Dr. Stephen V. Monsma, Senior Fellow at the Henry Institute, passed away on February 18, 2017. His role with us at the Institute capped a remarkable career of service in the academy and government. Calvin College bookended that career: He taught at Calvin throughout the tumult of the late 1960s and early 1970s, before serving in both the Michigan House (1974-78) and Senate (1978-82). He taught at Pepperdine from 1987 to 2004, and along the way he served on the boards of Bread for the World and the Center for Public Justice, among other organizations. When I asked him a few years ago why he had left Malibu for a “retirement” in Grand Rapids, he responded without a hitch: “Because this is where you go to do good work in the Reformed tradition.” He meant that, and indeed wrote much of his best work in his last decade. (You can find a short list of Steve's work here: https://calvin.edu/directory/people/stephen-v-monsma.)
Steve was a first-rate scholar who combined his experience in the nitty-gritty of policy-making and politics with a deeply biblical vision of public justice. He was especially concerned with how government might partner with civil society to advance the social welfare of the least advantaged. He often dealt with controversial issues, but he worked with a committed yet humane and generous spirit. He was disarming that way.
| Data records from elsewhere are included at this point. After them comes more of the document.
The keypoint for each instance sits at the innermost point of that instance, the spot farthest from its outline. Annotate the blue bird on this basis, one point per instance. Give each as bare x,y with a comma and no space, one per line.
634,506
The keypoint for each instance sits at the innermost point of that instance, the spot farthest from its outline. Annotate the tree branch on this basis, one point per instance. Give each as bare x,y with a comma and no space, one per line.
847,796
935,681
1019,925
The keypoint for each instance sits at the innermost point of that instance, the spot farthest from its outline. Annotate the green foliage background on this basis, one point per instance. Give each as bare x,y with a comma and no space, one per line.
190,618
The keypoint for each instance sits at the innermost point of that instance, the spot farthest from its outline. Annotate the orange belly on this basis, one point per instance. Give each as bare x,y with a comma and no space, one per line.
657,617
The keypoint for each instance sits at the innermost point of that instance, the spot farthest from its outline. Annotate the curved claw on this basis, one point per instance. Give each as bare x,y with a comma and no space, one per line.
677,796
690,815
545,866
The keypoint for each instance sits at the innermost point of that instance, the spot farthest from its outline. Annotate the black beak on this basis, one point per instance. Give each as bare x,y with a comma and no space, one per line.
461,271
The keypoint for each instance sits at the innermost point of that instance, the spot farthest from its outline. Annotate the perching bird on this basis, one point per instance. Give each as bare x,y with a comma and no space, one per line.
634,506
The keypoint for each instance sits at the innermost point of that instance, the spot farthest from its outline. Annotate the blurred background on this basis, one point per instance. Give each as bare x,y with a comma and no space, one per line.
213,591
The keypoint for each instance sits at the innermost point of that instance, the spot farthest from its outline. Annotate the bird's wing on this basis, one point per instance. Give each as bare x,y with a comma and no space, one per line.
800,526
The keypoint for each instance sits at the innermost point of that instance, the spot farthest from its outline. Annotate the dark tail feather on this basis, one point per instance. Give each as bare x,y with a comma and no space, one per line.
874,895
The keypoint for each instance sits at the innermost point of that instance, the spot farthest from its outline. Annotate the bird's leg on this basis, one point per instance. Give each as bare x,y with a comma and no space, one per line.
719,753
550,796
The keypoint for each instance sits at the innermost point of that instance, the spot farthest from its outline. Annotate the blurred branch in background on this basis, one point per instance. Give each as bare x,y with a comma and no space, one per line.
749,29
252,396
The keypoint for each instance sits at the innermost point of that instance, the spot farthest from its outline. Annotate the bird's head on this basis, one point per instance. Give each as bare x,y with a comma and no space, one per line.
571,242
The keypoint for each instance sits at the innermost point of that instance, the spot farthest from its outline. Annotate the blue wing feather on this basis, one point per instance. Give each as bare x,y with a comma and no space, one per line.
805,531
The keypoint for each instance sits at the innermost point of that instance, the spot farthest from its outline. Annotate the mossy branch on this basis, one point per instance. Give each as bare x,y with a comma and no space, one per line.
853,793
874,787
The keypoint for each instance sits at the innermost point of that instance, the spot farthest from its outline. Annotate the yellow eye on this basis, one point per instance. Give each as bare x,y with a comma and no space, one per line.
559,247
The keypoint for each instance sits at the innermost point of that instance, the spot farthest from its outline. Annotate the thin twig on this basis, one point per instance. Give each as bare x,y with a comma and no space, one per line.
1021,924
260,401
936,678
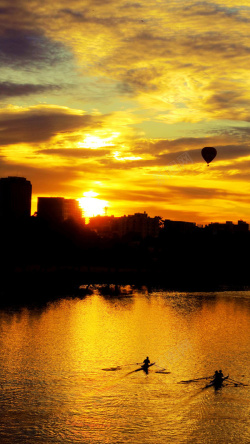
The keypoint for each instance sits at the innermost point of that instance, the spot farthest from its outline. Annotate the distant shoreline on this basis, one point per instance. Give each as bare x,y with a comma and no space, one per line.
37,284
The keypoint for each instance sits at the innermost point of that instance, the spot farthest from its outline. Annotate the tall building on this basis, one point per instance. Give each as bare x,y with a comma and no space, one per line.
72,210
58,209
51,209
15,198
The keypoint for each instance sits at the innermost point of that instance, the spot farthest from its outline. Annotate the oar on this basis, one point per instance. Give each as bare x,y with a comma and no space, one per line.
238,382
119,367
194,380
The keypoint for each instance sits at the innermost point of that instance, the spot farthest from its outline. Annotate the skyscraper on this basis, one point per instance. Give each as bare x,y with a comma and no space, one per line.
58,209
15,198
51,209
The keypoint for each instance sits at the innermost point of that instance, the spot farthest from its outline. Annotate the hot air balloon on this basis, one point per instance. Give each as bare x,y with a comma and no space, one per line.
208,153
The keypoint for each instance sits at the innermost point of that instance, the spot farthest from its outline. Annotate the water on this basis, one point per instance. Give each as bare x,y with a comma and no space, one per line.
54,388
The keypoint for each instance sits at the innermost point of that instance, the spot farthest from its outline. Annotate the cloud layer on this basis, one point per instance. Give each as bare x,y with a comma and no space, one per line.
121,97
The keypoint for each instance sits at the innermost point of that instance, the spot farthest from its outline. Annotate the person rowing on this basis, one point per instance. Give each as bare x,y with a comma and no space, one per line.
218,378
145,364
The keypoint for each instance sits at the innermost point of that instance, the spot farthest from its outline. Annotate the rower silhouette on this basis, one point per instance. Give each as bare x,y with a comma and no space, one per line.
145,365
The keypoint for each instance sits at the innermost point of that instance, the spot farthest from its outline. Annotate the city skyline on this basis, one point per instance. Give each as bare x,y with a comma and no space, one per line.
117,101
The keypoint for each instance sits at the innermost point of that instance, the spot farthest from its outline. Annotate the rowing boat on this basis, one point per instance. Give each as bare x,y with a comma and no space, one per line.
144,367
217,384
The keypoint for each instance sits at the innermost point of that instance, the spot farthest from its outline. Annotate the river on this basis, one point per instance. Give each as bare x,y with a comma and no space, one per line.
54,388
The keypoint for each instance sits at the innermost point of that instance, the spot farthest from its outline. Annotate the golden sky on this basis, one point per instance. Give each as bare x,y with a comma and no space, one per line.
118,98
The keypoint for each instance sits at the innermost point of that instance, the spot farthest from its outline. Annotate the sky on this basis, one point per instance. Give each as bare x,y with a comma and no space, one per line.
116,99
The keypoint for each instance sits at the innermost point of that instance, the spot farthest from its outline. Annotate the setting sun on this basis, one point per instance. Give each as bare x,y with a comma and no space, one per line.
91,205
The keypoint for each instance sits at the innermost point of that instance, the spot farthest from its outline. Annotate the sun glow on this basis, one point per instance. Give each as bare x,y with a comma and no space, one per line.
91,205
94,142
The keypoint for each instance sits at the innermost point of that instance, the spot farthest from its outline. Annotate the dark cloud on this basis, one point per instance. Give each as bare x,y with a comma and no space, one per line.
82,153
39,124
21,48
208,9
8,89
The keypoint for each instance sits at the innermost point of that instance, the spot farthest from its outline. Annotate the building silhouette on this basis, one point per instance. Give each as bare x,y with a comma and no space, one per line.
138,223
57,209
15,198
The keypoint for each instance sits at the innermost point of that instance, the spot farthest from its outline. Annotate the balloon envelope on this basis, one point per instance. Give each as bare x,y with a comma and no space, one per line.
208,153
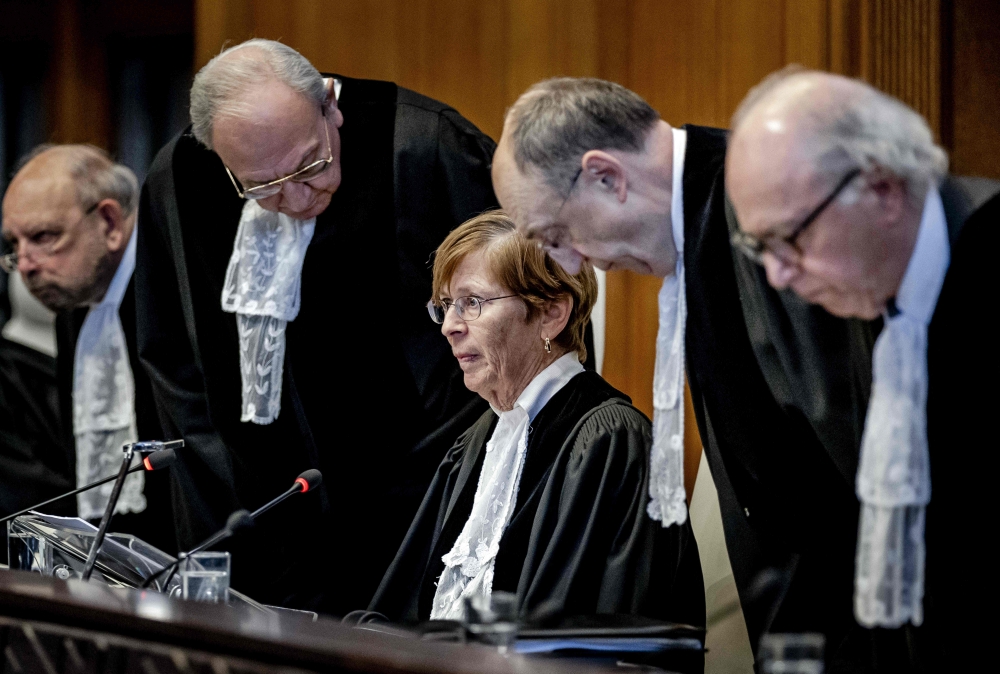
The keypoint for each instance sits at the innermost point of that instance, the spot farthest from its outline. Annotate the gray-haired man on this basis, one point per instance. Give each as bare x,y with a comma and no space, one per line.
282,277
591,171
842,197
69,218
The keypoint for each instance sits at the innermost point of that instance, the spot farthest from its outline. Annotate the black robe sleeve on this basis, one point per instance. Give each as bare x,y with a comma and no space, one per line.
593,548
579,542
201,478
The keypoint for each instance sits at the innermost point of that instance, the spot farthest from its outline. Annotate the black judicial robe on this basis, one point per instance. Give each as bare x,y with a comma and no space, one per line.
371,394
579,541
780,393
35,463
963,364
154,524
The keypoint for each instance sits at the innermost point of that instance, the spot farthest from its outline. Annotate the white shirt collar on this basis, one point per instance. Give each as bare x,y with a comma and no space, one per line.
677,198
119,282
546,384
921,285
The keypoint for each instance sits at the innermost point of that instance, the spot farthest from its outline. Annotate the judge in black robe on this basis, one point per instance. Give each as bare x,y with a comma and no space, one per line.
578,540
155,524
779,388
371,395
918,236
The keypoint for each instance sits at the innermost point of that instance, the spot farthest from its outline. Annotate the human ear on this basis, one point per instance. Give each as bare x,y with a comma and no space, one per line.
555,316
603,169
111,214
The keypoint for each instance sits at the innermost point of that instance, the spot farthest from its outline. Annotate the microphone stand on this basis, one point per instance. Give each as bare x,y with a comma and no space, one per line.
68,494
102,530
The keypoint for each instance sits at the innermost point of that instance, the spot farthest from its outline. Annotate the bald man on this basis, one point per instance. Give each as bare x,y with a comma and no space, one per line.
69,218
842,197
284,269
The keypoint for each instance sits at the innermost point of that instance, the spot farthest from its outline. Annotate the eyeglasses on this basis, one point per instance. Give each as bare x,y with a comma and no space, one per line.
303,175
784,247
40,251
468,308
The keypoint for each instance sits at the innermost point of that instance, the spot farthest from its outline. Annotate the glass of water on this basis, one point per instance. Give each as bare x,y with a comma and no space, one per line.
205,577
493,619
791,653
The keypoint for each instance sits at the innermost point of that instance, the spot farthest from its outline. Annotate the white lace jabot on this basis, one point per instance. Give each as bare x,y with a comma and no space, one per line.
668,500
263,288
104,399
469,565
894,481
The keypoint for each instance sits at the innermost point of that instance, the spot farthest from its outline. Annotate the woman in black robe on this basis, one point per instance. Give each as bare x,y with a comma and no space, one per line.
545,495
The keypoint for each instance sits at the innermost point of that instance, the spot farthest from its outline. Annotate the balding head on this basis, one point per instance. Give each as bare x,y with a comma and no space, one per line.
802,136
68,215
262,107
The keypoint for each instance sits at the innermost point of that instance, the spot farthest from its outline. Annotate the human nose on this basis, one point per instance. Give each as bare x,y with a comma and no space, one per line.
779,271
567,258
452,325
26,260
295,196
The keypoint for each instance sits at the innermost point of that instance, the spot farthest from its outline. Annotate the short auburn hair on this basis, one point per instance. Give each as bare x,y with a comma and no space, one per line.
521,267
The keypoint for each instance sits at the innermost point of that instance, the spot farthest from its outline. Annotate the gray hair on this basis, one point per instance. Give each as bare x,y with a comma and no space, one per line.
219,89
94,174
555,122
858,127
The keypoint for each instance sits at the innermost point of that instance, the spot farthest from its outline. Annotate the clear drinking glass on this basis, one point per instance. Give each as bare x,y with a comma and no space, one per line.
791,653
205,577
493,619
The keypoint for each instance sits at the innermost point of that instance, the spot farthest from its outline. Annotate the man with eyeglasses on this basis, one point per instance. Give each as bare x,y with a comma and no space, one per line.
69,220
842,196
589,170
282,273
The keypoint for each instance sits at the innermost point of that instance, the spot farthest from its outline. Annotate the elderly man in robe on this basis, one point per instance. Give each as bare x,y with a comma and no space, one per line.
283,270
590,171
69,218
842,196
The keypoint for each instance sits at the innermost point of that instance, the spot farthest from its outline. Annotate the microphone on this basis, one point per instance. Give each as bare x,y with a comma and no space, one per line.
240,519
307,480
160,458
236,522
129,450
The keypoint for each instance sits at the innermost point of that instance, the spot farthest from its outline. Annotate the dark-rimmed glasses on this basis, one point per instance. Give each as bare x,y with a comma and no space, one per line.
303,175
469,308
43,251
779,246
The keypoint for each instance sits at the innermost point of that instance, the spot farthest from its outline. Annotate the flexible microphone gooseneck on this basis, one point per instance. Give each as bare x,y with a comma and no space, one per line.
102,530
239,520
309,479
158,459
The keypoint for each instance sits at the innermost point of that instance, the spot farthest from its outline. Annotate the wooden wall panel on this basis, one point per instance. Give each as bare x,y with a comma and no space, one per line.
693,61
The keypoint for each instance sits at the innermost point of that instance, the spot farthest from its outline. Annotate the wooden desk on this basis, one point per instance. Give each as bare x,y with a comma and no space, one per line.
50,626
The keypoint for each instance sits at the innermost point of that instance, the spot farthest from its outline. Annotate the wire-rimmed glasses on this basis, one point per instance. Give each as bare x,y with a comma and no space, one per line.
41,251
303,175
784,247
469,308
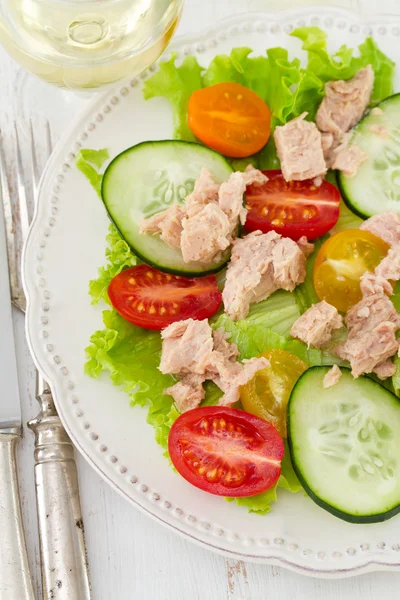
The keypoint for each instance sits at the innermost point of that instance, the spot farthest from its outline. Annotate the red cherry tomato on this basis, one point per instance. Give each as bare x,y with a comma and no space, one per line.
225,451
294,208
152,299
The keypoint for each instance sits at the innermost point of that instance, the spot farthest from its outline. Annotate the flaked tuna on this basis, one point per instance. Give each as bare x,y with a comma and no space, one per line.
305,246
347,159
168,224
371,284
187,393
316,325
345,102
261,264
187,347
389,267
386,226
208,221
205,234
342,107
372,324
332,377
195,353
205,191
299,148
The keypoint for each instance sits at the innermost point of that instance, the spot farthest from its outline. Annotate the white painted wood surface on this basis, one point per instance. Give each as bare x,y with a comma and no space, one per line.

Steve’s teaching and political career started in Grand Rapids. But it would not be quite accurate to say that he merely came out of the tradition of west-Michigan political activism that has often both challenged and moderated ideological extremes. Rather, he helped build that tradition. That’s probably illustrated in no better way than Steve’s friendship and collaboration with Paul Henry, who was Steve’s colleague as a Calvin political science professor and co-author, and then as a state legislator. They came from different parties – Steve a Democrat, Paul a Republican – but while they could have a partisan edge, they didn’t fall prey to encrusted partisan identity. They knew that far greater purposes were at stake than their party attachments. It is easy to become wistful and wonder if their approach is possible today, but I often remind myself that they faced their own intense pressures and managed to break through with a distinctive Christian witness.
There is much more to say about Steve’s public witness. But I think it is worth hearing his own words in the wake of Paul Henry’s death in 1993, which reveals something about both of their aspirations:
In Paul’s day and in ours there is much too much politics of the self-interested variety and much too little concern for justice. We have more than enough cheap, self-interested, egotistical politicians with inflated opinions of their own importance. They are still too much with us. Paul was one of those public servants who truly earned the appellation ‘public servant’ by diligently seeking to care for the weak and needy by promoting justice in our land….
What a fitting description of my friend Steve as well.
Our prayers are with his wife, Mary and their children, Martin and Elizabeth and Kristin and Patrick, as well as grandchildren (Caitlin, Will, Henry and George) and Steve's sisters, Hester Monsma and Joanna VanGent.